He quickly became the number-one black child star of his era, and of all time. The first four Jackson 5 singles each topped Billboard's Hot 100, an unbelievable start. Black people fell in love so hard, he became more than an artist and more like a member of the family. You didn't want anything to happen to him so much that you felt protective the way you did about a younger brother. "He was ours," says Q-Tip. "He meant everything to black culture."
It wasn't just about Michael. A few years after the Johnson administration declared the black family broken with the Moynihan Report, the Jackson family was large, intact, vibrant, successful and seemingly happy, giving America an idealized image of domestic bliss. Jay-Z told me he grew up pretending to be Michael, singing alongside his two older sisters and brother. "Here you had Michael and four brothers," says the Rev. Al Sharpton, "all talented and all cute and the strong father and the mother who was matriarchal and Janet, and it was like, 'Wow, all this talent in this family, showing we could do something.' We were proud of that."
Michael had a second family: Motown was a deeply trusted brand in millions of black households. If Berry Gordy said it was good enough to release, you could bet it was great.
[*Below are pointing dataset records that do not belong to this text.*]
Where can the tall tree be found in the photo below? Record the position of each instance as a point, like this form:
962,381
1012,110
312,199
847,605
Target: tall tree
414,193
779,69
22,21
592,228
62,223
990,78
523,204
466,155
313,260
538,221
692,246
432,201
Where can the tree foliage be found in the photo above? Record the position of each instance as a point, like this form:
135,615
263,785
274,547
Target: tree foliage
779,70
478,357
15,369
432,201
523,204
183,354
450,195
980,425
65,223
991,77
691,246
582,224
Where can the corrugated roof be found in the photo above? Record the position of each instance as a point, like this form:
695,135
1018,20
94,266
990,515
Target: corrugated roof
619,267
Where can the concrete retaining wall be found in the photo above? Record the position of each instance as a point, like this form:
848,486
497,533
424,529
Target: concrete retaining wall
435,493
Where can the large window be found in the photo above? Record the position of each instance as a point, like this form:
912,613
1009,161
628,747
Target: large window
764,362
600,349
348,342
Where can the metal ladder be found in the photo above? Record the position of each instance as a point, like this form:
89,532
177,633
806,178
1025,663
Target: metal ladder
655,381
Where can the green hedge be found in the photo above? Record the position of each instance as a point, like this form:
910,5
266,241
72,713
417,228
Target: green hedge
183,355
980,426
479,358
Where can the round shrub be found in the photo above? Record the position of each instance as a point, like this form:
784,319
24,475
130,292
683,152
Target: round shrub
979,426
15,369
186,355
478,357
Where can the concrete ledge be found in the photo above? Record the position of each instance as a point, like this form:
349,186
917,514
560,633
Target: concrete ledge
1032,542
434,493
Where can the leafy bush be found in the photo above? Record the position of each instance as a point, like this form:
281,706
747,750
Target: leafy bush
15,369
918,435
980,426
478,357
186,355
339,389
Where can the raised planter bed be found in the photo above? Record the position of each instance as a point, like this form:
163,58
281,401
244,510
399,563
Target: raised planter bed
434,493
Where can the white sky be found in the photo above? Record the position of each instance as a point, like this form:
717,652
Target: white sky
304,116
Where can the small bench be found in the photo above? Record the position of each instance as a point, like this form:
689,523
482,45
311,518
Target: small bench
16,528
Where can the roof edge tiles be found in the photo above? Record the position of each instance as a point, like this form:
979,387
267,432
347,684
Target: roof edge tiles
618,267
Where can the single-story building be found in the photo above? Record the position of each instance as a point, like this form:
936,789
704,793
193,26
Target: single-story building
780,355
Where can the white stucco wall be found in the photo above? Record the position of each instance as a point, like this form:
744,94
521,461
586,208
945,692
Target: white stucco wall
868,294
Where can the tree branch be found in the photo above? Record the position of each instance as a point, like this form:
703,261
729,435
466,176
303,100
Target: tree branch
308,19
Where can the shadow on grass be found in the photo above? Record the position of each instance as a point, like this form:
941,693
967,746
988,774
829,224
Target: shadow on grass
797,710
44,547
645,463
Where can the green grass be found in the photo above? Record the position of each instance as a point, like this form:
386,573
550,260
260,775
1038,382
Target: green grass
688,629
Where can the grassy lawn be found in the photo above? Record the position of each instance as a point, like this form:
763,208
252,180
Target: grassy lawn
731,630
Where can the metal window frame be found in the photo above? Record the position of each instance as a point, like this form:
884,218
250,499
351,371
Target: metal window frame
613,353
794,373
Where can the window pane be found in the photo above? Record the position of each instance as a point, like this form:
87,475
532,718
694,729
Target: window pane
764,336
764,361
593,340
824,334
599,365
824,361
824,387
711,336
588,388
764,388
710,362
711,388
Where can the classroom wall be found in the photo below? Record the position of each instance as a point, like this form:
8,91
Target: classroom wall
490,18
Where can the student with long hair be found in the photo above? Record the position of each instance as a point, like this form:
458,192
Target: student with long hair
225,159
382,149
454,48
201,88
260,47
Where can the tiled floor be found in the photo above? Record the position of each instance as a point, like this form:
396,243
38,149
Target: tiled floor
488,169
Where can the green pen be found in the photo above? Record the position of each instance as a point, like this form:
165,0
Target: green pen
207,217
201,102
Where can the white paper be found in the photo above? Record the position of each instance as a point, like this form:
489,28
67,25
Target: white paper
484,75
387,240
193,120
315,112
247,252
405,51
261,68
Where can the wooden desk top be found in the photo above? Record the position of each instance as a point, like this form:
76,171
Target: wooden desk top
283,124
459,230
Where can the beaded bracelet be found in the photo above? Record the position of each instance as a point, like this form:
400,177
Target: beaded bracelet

The Jackson 5 were the last great act to come out of the Detroit label, further proof of Malcolm Gladwell's theory in Outliers: The Story of Success that life timing is critical to success, that the historical forces swirling around the moment when you emerge can make all the difference. "The Jacksons were the first family in line to truly benefit from the post-civil-rights era with America's new open-arms policy toward black entertainment," says ?uestlove. "1969 was the year the social floodgates opened and an 11-year-old led the charge in post-Malcolm/Martin/Motown America. Historians always forget the third-most-important M to help black America get access to the promised land is Motown."
Many blacks now compare Michael with Barack Obama – perhaps the highest possible compliment in black America. Not only are they both integrationists and racial harmonists, but they both were determined to reach the top while refusing to let race hold them back. "There's so many components of why Barack Obama is president," says Diddy, "and Michael Jackson is one of them. He started a change in the perception of the African-American male on a worldwide level: his strength, always putting himself in a power position, being seen as a hero." Sharpton echoes the point. "Way before Tiger Woods or Barack Obama, Michael made black people go pop-culture global," he says. "You had people in France, South America and Iowa comfortable with their kids imitating a black kid from Gary, Indiana. And when some of those people in Iowa grew, they were comfortable with voting for Barack Obama because they got comfortable imitating a black kid named Michael Jackson when they were young. Obama is a phenomenon, but he's the result of a process that Michael helped America graduate to."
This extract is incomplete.